Retail investors too are seeking more information. SIAS, in a 2011 study with ACCA, on the Value of Audit, highlighted that 85% of respondents felt that the provision of non-financial information (such as corporate governance practices and corporate social responsibility issues) would serve their investment decisions.
Current reporting frameworks do not support the communication of such wide-ranging information, nor link the different elements – from strategy to performance measures. Most of the reporting remains focused on historic, financial performance with information on other topics presented in silos.
The benefits of IR cannot be denied. A Blacksun and IIRC report on the benefits of IR can be summarised as follows:
|1.||91% of all respondents have seen a positive impact on external engagement with stakeholders, including investors.|
|2.||Of those that have published at least one integrated report, 87% of businesses believe investors better understand their strategy.|
|3.||79% of respondents reporting improvements in decision making,|
|4.||68% reporting a better understanding of risks and opportunities, and|
|5.||78% seeing better collaborative thinking by the board about goals and targets.|
Moreover, studies by Harvard Business School have also shown that there is a strong correlation between companies that communicate IR and long term investors.
Companies and boards need to see the value of IR and the benefits it brings, not only to the company, but for the wider capital markets. Investors would soon be demanding IR.

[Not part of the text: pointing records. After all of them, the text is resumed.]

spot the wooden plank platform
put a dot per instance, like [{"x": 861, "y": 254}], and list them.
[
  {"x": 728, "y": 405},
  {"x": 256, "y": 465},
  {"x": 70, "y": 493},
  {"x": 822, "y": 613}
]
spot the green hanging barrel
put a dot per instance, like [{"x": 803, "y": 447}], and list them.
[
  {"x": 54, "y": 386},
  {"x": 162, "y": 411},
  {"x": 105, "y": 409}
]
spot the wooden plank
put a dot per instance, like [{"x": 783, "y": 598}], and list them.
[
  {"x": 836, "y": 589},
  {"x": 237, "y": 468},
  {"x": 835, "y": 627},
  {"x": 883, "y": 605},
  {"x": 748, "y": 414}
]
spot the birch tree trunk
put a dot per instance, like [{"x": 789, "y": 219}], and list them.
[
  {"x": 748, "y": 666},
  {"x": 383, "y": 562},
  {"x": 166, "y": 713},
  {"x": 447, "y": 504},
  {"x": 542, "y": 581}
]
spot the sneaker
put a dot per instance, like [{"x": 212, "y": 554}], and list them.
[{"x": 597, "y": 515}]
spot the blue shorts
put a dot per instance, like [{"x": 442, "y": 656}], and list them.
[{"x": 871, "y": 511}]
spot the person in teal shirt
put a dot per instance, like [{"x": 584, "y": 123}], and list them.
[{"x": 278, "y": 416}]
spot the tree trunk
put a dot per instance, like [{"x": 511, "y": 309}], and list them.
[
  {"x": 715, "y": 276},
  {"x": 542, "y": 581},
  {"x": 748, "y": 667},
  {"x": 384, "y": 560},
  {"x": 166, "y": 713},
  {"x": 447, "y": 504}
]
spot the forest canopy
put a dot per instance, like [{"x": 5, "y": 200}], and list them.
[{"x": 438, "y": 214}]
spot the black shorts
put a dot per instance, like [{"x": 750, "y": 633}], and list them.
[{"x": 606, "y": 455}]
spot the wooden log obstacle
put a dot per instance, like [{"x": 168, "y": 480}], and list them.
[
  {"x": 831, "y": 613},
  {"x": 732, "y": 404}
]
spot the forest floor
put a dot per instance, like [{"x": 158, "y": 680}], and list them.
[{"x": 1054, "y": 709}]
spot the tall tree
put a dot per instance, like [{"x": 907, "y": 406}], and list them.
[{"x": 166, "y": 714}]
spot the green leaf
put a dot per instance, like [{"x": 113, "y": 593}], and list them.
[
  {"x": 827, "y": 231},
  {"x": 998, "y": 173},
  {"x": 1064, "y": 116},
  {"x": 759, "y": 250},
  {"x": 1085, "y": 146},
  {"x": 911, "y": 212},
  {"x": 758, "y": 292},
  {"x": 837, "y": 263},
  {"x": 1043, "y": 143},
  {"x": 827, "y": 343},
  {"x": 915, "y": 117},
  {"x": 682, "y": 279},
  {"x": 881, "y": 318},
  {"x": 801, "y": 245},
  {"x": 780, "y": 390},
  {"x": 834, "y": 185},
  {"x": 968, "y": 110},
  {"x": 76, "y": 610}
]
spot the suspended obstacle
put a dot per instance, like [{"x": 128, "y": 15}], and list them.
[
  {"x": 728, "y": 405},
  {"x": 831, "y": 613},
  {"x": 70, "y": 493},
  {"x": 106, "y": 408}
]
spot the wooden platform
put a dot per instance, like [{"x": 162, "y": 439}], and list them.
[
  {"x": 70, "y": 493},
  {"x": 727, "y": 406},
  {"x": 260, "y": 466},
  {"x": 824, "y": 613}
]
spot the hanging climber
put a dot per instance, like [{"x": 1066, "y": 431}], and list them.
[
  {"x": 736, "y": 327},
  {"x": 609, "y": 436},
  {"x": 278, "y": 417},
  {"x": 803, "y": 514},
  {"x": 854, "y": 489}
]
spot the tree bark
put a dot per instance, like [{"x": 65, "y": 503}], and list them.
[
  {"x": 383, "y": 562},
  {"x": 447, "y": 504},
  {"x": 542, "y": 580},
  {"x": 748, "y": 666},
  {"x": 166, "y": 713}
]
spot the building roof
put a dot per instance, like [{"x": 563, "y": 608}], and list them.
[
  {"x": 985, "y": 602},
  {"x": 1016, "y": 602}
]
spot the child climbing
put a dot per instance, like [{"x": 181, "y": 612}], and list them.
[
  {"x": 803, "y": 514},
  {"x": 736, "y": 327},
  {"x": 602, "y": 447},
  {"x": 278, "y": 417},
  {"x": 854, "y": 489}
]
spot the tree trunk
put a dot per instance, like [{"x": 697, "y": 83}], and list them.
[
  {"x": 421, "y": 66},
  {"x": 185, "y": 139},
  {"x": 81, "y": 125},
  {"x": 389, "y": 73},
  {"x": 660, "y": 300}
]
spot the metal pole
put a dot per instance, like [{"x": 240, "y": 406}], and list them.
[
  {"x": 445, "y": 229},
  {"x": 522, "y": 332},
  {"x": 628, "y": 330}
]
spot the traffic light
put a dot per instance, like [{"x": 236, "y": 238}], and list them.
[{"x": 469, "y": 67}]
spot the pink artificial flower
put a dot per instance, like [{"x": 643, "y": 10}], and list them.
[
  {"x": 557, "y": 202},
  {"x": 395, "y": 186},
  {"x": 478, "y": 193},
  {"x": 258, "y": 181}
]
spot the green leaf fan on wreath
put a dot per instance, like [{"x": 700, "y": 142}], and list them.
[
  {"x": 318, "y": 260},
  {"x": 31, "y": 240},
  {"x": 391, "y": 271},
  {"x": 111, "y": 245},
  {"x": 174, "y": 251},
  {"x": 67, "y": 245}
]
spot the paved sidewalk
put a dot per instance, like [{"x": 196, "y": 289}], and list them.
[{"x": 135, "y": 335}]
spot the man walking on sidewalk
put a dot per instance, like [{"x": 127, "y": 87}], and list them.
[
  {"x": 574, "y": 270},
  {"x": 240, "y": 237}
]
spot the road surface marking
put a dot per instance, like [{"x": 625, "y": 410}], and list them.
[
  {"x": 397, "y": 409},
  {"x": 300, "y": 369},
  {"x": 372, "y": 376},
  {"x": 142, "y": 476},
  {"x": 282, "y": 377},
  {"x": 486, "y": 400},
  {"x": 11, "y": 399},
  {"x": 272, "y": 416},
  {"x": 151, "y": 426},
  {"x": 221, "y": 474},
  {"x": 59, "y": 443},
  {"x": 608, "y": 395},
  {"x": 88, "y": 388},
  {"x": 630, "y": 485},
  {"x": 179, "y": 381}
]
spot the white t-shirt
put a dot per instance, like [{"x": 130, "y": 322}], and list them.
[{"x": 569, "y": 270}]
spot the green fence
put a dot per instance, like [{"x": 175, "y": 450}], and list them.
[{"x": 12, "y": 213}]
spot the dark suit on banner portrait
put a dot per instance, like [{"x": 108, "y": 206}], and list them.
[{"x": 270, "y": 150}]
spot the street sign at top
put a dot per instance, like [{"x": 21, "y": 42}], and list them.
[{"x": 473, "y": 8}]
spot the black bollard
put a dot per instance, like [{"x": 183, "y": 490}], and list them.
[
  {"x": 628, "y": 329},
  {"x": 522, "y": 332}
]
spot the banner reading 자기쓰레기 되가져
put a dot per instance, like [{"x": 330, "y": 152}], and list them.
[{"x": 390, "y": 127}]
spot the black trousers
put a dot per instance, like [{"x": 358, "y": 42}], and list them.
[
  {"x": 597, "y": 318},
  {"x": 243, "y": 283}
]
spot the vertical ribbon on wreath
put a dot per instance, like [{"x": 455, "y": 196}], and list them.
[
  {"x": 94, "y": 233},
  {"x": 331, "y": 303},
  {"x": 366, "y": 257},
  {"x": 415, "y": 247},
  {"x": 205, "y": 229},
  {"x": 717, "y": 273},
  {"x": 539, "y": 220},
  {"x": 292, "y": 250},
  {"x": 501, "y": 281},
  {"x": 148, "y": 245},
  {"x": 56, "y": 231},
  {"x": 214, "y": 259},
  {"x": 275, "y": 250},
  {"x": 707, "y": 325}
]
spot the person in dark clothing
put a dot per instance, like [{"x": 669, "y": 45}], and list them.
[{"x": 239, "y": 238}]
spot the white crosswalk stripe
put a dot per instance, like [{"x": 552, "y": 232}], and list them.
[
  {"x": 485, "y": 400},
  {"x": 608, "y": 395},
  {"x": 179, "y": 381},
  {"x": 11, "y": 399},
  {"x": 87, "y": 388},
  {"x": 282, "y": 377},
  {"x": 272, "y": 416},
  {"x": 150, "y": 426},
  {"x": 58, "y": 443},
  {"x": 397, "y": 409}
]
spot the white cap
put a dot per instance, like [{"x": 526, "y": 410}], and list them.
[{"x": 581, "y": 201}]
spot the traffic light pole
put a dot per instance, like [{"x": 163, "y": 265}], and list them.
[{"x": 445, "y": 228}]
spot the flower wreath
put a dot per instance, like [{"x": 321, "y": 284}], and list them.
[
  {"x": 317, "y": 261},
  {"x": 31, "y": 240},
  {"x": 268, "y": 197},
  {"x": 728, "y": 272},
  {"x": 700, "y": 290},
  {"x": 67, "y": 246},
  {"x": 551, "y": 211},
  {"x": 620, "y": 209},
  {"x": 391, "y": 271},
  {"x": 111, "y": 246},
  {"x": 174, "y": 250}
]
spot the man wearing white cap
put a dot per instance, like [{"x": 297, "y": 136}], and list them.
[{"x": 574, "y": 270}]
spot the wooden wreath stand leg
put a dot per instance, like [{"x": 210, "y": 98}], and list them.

I trust this discussion will start today at the Conference. I call on SIAS to educate the public on the importance of IR and work with company boards to help implement IR. One suggestion SIAS may want to consider is incorporating IR in your criteria for determining the winners for the annual Singapore Corporate Governance Award.
I applaud SIAS for putting together this Conference for professionals, listed companies and investors to discuss best practices in corporate governance and for helping to improve the corporate governance standards in Singapore. Through updates and sharing information on best practices, corporate governance standards here can only improve.
I wish you all an enjoyable Conference.